It's hard to give a Dragon Ball fan any reason not to buy Budokai. Yet at the same time, it's hard to give any non-fan a reason to buy it, especially if they are a fighting game veteran. The fighting mechanics are overly simplistic and lacking depth -- it's almost as if the game started out as more of a fighting/adventure hybrid instead of a straightforward fighting game. As it is, though, the game is very accessible to a wide range of DBZ fans, and even though the fighting could be a lot better, the overall quality of the presentation is topnotch.

The interface is slick and functional without being static and boring. Load times are quick, and so are save times. The game engine is as rock-solid as the framerate it produces. While all these technical aspects of the game are a treat, DBZ fans will be just as impressed by how well the style of the series is infused into it. The modeling of the characters is pinpoint accurate to the TV series' look, though the game's cel-shading technique will often show contrast between polygon borders and doesn't use outlines, giving some characters a bit of a washed-out look. However, the look and feel of the game is unmistakably Dragon Ball Z. Fans will know that this game was a labor of love in the art department and not a rush job done by some people who do not enjoy the show. Also welcome is the successful adaptation of the show's lighthearted side throughout the game, whereas other DBZ games in the past have neglected it completely.

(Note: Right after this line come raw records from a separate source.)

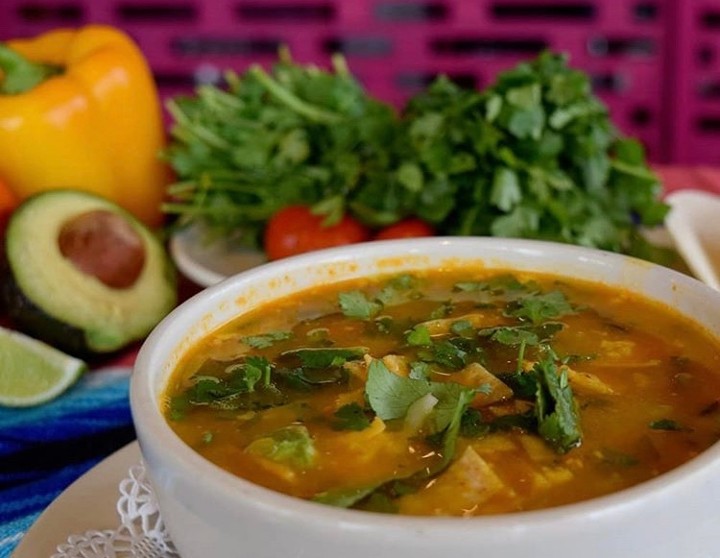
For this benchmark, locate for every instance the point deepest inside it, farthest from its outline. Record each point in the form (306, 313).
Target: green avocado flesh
(49, 296)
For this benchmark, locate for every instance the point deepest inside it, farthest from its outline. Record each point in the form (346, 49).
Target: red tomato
(407, 228)
(294, 230)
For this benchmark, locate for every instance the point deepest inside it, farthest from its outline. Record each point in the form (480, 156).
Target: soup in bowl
(407, 398)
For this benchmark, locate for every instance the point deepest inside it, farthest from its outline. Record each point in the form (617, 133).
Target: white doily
(141, 533)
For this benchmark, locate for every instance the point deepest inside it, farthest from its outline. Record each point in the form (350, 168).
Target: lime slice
(32, 372)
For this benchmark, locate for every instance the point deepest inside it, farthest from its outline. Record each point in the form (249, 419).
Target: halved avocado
(83, 274)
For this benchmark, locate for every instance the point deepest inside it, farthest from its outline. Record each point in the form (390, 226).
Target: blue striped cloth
(44, 449)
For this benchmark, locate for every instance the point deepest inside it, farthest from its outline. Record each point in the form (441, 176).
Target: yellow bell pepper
(79, 109)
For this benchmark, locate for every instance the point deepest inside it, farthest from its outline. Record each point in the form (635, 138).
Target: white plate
(694, 225)
(207, 263)
(87, 504)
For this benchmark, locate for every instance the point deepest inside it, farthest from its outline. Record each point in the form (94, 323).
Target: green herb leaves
(555, 407)
(533, 155)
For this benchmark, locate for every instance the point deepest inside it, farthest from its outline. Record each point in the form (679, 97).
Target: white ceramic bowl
(213, 514)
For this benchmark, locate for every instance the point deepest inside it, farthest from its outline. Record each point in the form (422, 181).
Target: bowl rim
(220, 483)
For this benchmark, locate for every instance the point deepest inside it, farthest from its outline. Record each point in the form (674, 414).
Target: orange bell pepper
(79, 109)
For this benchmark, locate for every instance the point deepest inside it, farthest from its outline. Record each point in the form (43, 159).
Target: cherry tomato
(407, 228)
(294, 230)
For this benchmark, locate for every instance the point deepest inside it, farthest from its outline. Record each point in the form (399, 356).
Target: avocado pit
(104, 245)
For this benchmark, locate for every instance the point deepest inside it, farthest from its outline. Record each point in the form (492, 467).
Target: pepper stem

The game's flaws lie mostly in the fighting itself. Though it's as much the fault of the show as it is the game, of the game's 23 playable characters, they all more or less fight in the same style. In fact, if you take away the animations of their special attacks, there's very little difference in play style. All characters have pretty much the same base speed and strength. Krillin and Gohan actually have a bit of an advantage in that they're short enough to avoid some attacks, though the game does fudge their collision boundaries a bit to let some punches hit when it looks like they don't.

The pre-fight speeches were only five seconds long!
The main problem with fighting is the controls. There's four buttons: punch, kick, guard, and energy (Ki). The problem is that the E button doesn't get a lot of use. It's primarily used to initiate a powerful Ki attack after a string of four (sometimes three) punches and kicks. It can also be used alone to launch a quick single blast, but since this can be deflected -- or even reflected -- by a well-timed block and eats up a good-sized portion of you character's Ki meter needed for the more powerful Ki attacks, it's not a very good idea. It will even miss if you're a bit higher up in the air and too close to your opponent. Unfortunately, you can't even control your height. Flying only happens if one of you gets kicked up into the air, and it only stops if one of you gets smashed back down. Getting knocked straight ahead will leave your character floating horizontally in midair, even if you're completely K.O.'d.